Towards Generalizable and Evidential Nuclear Magnetic Resonance-Based Molecular Structure Elucidation via Large Language Model Agent
2026-06-29 • Machine Learning
Machine LearningArtificial Intelligence
AI summaryⓘ
The authors developed NMRAgent, an AI tool that helps figure out molecular structures from NMR spectroscopy data by thinking more like a human expert. Unlike older methods that either can't recognize new molecule shapes or don't explain their decisions, NMRAgent uses a step-by-step reasoning process to suggest and refine possible structures based on the data. It showed much better accuracy than previous tools, especially with new molecule types, and was able to identify real unknown natural products and fix past mistakes in scientific reports. This work offers a clearer, evidence-based way for AI to assist in chemistry.

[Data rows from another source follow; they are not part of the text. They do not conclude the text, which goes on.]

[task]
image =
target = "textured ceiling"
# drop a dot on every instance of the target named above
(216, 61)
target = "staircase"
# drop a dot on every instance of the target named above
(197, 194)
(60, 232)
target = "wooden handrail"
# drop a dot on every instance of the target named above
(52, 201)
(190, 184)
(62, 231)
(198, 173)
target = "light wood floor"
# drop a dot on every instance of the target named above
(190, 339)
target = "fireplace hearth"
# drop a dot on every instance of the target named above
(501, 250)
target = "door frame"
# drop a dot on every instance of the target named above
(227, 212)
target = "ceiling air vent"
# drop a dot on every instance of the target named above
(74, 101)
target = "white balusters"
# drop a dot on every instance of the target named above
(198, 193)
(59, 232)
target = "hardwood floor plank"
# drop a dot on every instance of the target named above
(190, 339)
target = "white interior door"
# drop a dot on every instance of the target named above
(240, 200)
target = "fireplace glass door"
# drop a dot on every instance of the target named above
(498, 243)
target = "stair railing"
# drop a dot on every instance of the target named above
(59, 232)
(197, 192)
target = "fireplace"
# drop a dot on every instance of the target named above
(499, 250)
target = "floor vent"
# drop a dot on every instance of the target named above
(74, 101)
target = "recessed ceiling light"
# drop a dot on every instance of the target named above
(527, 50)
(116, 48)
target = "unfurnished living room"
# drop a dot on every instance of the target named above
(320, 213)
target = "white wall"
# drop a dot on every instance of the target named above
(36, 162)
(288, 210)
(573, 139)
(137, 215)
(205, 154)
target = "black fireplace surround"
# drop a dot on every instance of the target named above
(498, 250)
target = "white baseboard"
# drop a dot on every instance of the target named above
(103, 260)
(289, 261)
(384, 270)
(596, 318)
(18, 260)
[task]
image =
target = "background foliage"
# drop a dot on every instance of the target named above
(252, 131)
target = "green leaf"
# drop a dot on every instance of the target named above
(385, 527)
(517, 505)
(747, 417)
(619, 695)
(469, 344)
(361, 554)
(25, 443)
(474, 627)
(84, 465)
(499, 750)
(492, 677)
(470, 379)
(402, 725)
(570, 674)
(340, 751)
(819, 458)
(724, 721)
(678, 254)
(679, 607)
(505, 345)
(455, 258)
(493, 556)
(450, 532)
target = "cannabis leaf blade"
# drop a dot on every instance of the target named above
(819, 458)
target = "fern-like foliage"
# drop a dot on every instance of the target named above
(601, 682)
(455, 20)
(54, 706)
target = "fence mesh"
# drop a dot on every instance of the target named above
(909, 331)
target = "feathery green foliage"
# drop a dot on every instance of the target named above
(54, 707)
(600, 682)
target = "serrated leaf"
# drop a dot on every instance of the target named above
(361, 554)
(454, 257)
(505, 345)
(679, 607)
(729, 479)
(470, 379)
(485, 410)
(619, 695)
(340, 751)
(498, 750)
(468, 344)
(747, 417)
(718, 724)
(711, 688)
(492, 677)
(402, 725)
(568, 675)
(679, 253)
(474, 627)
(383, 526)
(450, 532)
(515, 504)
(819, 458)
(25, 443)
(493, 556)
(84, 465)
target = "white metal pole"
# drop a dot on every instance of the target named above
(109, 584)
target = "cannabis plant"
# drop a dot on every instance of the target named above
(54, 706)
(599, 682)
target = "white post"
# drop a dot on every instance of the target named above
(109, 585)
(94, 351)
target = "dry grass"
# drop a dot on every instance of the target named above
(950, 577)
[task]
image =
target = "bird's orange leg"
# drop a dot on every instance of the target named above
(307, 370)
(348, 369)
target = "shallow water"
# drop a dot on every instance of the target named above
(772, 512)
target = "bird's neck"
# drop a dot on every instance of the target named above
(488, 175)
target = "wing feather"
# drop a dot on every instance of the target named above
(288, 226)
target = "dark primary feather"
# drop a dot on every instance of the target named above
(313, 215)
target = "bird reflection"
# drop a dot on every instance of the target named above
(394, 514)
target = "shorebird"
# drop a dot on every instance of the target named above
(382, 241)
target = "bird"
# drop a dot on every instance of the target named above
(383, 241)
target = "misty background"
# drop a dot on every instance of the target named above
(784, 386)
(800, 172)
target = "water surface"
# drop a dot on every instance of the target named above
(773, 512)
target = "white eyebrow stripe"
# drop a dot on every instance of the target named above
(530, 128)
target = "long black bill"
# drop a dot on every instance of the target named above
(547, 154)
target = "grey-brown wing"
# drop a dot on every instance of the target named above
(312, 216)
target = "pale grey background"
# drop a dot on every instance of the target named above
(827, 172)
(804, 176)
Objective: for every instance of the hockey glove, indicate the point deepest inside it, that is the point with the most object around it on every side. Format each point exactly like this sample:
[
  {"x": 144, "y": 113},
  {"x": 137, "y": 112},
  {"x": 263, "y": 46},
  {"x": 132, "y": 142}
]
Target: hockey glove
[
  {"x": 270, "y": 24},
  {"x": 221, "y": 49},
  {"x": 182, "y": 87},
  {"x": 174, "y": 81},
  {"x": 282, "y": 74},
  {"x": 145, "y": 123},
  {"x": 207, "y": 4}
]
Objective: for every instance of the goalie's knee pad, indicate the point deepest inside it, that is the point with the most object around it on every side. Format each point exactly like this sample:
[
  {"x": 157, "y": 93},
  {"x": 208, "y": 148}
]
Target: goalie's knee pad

Nuclear Magnetic Resonance (NMR) SpectroscopyMolecular Structure ElucidationLarge Language Models (LLMs)Chemical Knowledge GraphsEvidential ReasoningScaffold-split BenchmarkTanimoto SimilarityNatural ProductsFragment OptimizationPeak-Atom Consistency
Authors
Zheng Fang, Chen Yang, Yusen Tan, Yunpeng Zhao, Fanjie Xu, Hongxin Xiang, Hanyu Sun, Hanyu Gao, Xiaojian Wang, Wenjie Du, Yuqiang Li, Jun Xia
Abstract
Nuclear Magnetic Resonance (NMR) spectroscopy is the gold standard for molecular structure elucidation, yet interpreting complex spectra for unknown molecules remains a bottleneck reliant on human expertise. While artificial intelligence has advanced this field, current methods face a critical trade-off: database retrieval cannot identify novel scaffolds, while de novo molecular structure elucidation models operate as black boxes, lacking the atom-level interpretability required for rigorous scientific validation. Here, we present NMRAgent, an evidential reasoning agent powered by large language models (LLMs) that bridges this gap by integrating specialized spectral analysis tools with chemical knowledge graphs. Unlike previous approaches, NMRAgent mimics the deductive reasoning of human experts: it takes experimental NMR spectra and molecular formula as input, plans the elucidation process, proposes candidate structures, verifies peak-atom consistency, and refines misaligned substructure through formula-aware fragment optimization. Enabled by its evidential reasoning, NMRAgent outperforms state-of-the-art methods, improving top-1 accuracy by 46.5% and Tanimoto similarity by 0.502 on a scaffold-split benchmark with novel scaffolds in the test set. Besides, we demonstrate the agent's practical utility by elucidating the structures of two previously unknown natural products isolated from Hydrangea davidii and Vitex trifolia, and by correcting structural misassignments in established literature. By combining high-accuracy prediction with transparent and evidence-based reasoning, NMRAgent establishes a new paradigm for interpretable AI in analytical chemistry.